The Supreme Court did allow some daylight in its otherwise strict interpretation of NRS 18.015, though: NRS 18.015(3)’s requirement to “stat[e] the amount of the lien” to be effective does not necessarily require a specific dollar amount. By the Supreme Court’s own admission, calculating this amount in contingency cases is impossible, especially when the value of the verdict and final costs needed to obtain it are unknown at the time of providing notice of the lien.
The Nevada Supreme Court also gave another gift to attorneys in the Golightly decision by no longer requiring interpleader funds to be deposited with the Court under Nevada Rule of Civil Procedure 22. This is a retreat from the Supreme Court’s 2001 position in Michel, where it held that, “the disputed funds must be tendered to the court in their entirety.” 117 Nev. at 151, 17 P.3d at 1007 (emphasis added). Relying on precedent from the United States Court of Appeals for the Ninth Circuit, which held that depositing funds with the court is not necessary in interpleader actions brought only under Federal Rule of Civil Procedure 22, the Nevada Supreme Court used Golightly to clarify that an attorney can hold the funds in his or her own trust account until the court deciding the interpleader action directs their release.
The benefits of this clarification are marked for attorneys who regularly face interpleader actions. First, the cumbersome and sometimes delayed process of receiving funds from the court is eliminated. The attorney can unambiguously maintain the disputed funds in trust and release them only once the competing claims to the money are adjudicated. Second, it prevents opponents from claiming that the attorney holding the funds has somehow taken them hostage, or unilaterally taken control of them.
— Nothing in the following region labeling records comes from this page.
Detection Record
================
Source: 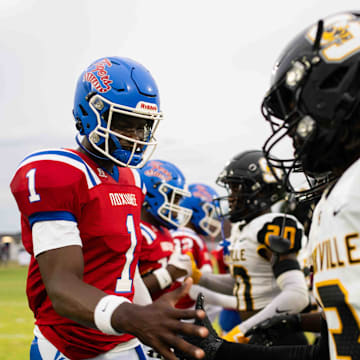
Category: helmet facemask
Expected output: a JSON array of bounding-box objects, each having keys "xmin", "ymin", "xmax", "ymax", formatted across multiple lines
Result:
[
  {"xmin": 87, "ymin": 94, "xmax": 162, "ymax": 168},
  {"xmin": 199, "ymin": 202, "xmax": 221, "ymax": 237}
]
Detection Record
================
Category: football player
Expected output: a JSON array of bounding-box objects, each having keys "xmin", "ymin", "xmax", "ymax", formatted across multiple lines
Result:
[
  {"xmin": 187, "ymin": 11, "xmax": 360, "ymax": 360},
  {"xmin": 171, "ymin": 183, "xmax": 236, "ymax": 319},
  {"xmin": 194, "ymin": 150, "xmax": 309, "ymax": 344},
  {"xmin": 139, "ymin": 160, "xmax": 192, "ymax": 300},
  {"xmin": 11, "ymin": 57, "xmax": 206, "ymax": 360}
]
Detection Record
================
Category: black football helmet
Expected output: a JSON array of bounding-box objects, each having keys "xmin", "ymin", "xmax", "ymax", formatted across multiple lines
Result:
[
  {"xmin": 262, "ymin": 11, "xmax": 360, "ymax": 201},
  {"xmin": 216, "ymin": 150, "xmax": 285, "ymax": 222}
]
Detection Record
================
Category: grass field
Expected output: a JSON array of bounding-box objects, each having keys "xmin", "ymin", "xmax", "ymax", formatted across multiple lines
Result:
[{"xmin": 0, "ymin": 264, "xmax": 34, "ymax": 360}]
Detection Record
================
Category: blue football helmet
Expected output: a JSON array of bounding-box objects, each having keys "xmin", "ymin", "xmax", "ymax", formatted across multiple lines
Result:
[
  {"xmin": 140, "ymin": 160, "xmax": 192, "ymax": 229},
  {"xmin": 179, "ymin": 183, "xmax": 221, "ymax": 237},
  {"xmin": 73, "ymin": 56, "xmax": 162, "ymax": 168}
]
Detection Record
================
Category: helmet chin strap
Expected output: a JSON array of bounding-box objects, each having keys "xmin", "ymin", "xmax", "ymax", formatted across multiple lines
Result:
[
  {"xmin": 110, "ymin": 135, "xmax": 142, "ymax": 166},
  {"xmin": 75, "ymin": 134, "xmax": 110, "ymax": 160}
]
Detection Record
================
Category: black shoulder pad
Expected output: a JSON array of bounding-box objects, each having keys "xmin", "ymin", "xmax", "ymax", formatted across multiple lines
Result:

So long as the funds remain in trust, the Nevada Supreme Court has determined that it is an appropriate place for disputed funds to remain until a court decides the competing claims upon the money.
While Golightly is something of a mixed bag, it reminds attorneys of the need for strict compliance with NRS 18.015. The decision also confirms best practices for asserting charging liens, and provides new guidance to streamline interpleader actions. Based on the frequency with which the Nevada Supreme Court publishes decisions addressing NRS 18.015, it appears that Nevada’s highest court is particularly mindful of its main constituents’ needs.